Thursday, July 29, 2010

Crack-Powder Sentencing Disparity

Reduced by Congress

Ryan Grimm/HuffPo

Congress addressed a historic wrong on Wednesday afternoon, replacing it instead with a slightly lesser wrong, when the House voted to reduce the disparity in the sentencing of people caught with crack cocaine versus powder cocaine.

To be charged with a felony, crack users needed to possess only 5 grams of the drug. To be hit with the same charge, powder cocaine users needed to be caught with 500 grams. This 100-to-1 disparity has frequently been cited by drug war opponents as exhibit A to buttress their claim that drug laws are racist.

Pending President Obama's signature, the new law will reduce that disparity to 18-to-1. The threshold for crack cocaine in the new law will be 28 grams; the powder level remains the same.

The moment on the House floor came and went fairly quickly, but the ease with which the bill passed belied a lot of behind-the-scenes activity.

As of Friday, the bill was not on the calendar to be considered this week. But on Saturday at the Netroots Nation conference, House Speaker Nancy Pelosi (D-Calif.) was asked about the disparity and said that she expected the bill to come up the next week. It was placed on the calendar on Tuesday.

Majority Leader Steny Hoyer (D-Md.) controls the floor schedule and has been pushing on the issue for several weeks, working "hand in glove," according to one Senate aide, with Senate Majority Whip Dick Durbin (D-Ill.), who sponsored the upper chamber's version of the disparity fix. The Senate aide said that Hoyer was late to a bicameral leadership meeting Tuesday night because he was still making calls to nail down support for the legislation.

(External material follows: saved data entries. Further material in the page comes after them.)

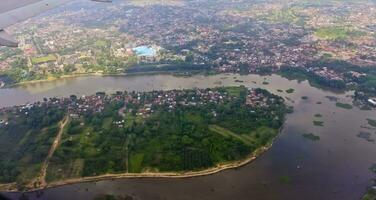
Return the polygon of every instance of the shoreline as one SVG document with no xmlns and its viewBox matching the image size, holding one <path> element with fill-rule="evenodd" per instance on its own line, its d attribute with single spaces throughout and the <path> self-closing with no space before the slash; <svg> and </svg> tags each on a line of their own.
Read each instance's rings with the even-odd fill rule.
<svg viewBox="0 0 376 200">
<path fill-rule="evenodd" d="M 10 85 L 5 85 L 3 87 L 0 87 L 0 89 L 5 89 L 5 88 L 13 88 L 17 86 L 23 86 L 23 85 L 28 85 L 28 84 L 36 84 L 36 83 L 44 83 L 44 82 L 51 82 L 51 81 L 58 81 L 58 80 L 63 80 L 63 79 L 70 79 L 70 78 L 79 78 L 79 77 L 95 77 L 95 76 L 137 76 L 137 75 L 153 75 L 153 74 L 172 74 L 175 75 L 175 73 L 179 73 L 180 71 L 150 71 L 150 72 L 132 72 L 132 73 L 100 73 L 100 72 L 88 72 L 88 73 L 79 73 L 79 74 L 70 74 L 70 75 L 62 75 L 60 77 L 48 77 L 46 79 L 41 79 L 41 80 L 31 80 L 31 81 L 23 81 L 19 83 L 14 83 Z M 185 71 L 188 73 L 199 73 L 199 71 Z M 177 75 L 178 76 L 178 75 Z"/>
<path fill-rule="evenodd" d="M 72 178 L 72 179 L 65 179 L 61 181 L 55 181 L 48 183 L 44 187 L 37 187 L 28 189 L 25 191 L 20 191 L 14 189 L 15 183 L 5 183 L 0 184 L 0 188 L 8 187 L 7 189 L 0 190 L 0 192 L 8 192 L 8 193 L 23 193 L 23 192 L 35 192 L 39 190 L 49 189 L 49 188 L 56 188 L 66 185 L 73 185 L 73 184 L 80 184 L 80 183 L 88 183 L 88 182 L 97 182 L 97 181 L 106 181 L 106 180 L 118 180 L 118 179 L 146 179 L 146 178 L 166 178 L 166 179 L 186 179 L 186 178 L 194 178 L 194 177 L 201 177 L 201 176 L 210 176 L 216 173 L 230 170 L 230 169 L 237 169 L 243 167 L 247 164 L 252 163 L 257 158 L 262 156 L 262 154 L 266 153 L 268 150 L 271 149 L 275 140 L 279 137 L 282 133 L 283 125 L 278 131 L 278 135 L 273 138 L 271 142 L 267 145 L 262 146 L 248 155 L 245 159 L 227 162 L 223 164 L 218 164 L 217 166 L 200 170 L 200 171 L 187 171 L 187 172 L 161 172 L 161 173 L 120 173 L 120 174 L 103 174 L 99 176 L 91 176 L 91 177 L 82 177 L 82 178 Z"/>
<path fill-rule="evenodd" d="M 179 73 L 188 73 L 188 74 L 179 74 Z M 158 74 L 170 74 L 173 76 L 177 77 L 190 77 L 193 75 L 204 75 L 204 76 L 211 76 L 211 75 L 218 75 L 218 74 L 237 74 L 237 75 L 242 75 L 239 73 L 221 73 L 221 72 L 214 72 L 214 73 L 209 73 L 209 72 L 202 72 L 202 71 L 196 71 L 196 70 L 191 70 L 191 71 L 179 71 L 179 70 L 171 70 L 171 71 L 147 71 L 147 72 L 131 72 L 131 73 L 102 73 L 102 72 L 87 72 L 87 73 L 79 73 L 79 74 L 70 74 L 70 75 L 62 75 L 60 77 L 48 77 L 47 79 L 42 79 L 42 80 L 31 80 L 31 81 L 24 81 L 20 83 L 14 83 L 10 85 L 4 85 L 3 87 L 0 87 L 0 89 L 9 89 L 9 88 L 15 88 L 18 86 L 25 86 L 28 84 L 37 84 L 37 83 L 46 83 L 46 82 L 52 82 L 52 81 L 59 81 L 59 80 L 64 80 L 64 79 L 71 79 L 71 78 L 80 78 L 80 77 L 106 77 L 106 76 L 139 76 L 139 75 L 158 75 Z M 280 73 L 270 73 L 270 74 L 258 74 L 258 73 L 250 73 L 250 74 L 255 74 L 255 75 L 260 75 L 260 76 L 270 76 L 270 75 L 278 75 L 283 78 L 286 78 L 282 76 Z M 289 79 L 289 78 L 286 78 Z M 290 80 L 290 79 L 289 79 Z M 298 79 L 292 79 L 292 80 L 297 80 Z M 317 84 L 311 84 L 311 82 L 307 79 L 306 81 L 309 82 L 311 87 L 318 88 L 323 91 L 330 91 L 336 94 L 343 94 L 349 91 L 354 91 L 353 89 L 344 89 L 344 90 L 338 90 L 336 88 L 331 88 L 327 86 L 321 86 Z"/>
</svg>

A key question was whether Republicans would demand a roll call or allow it to pass by a voice vote. Few vulnerable politicians, in an election year, want to vote on anything that could be cast as being soft on crack cocaine. Hoyer worked directly with House Republicans to assuage some of their concerns in an effort to ward off a demand for a recorded vote, which could jeopardize the legislation. (Read rest of article)

B4B NOTE: Although still imperfect...for those who say that The President hasn't done anything for Black people...good to see a law which specifically targeted the Black community for 20 years finally being addressed in a more equitable direction. Bet the penal system is sad about this one.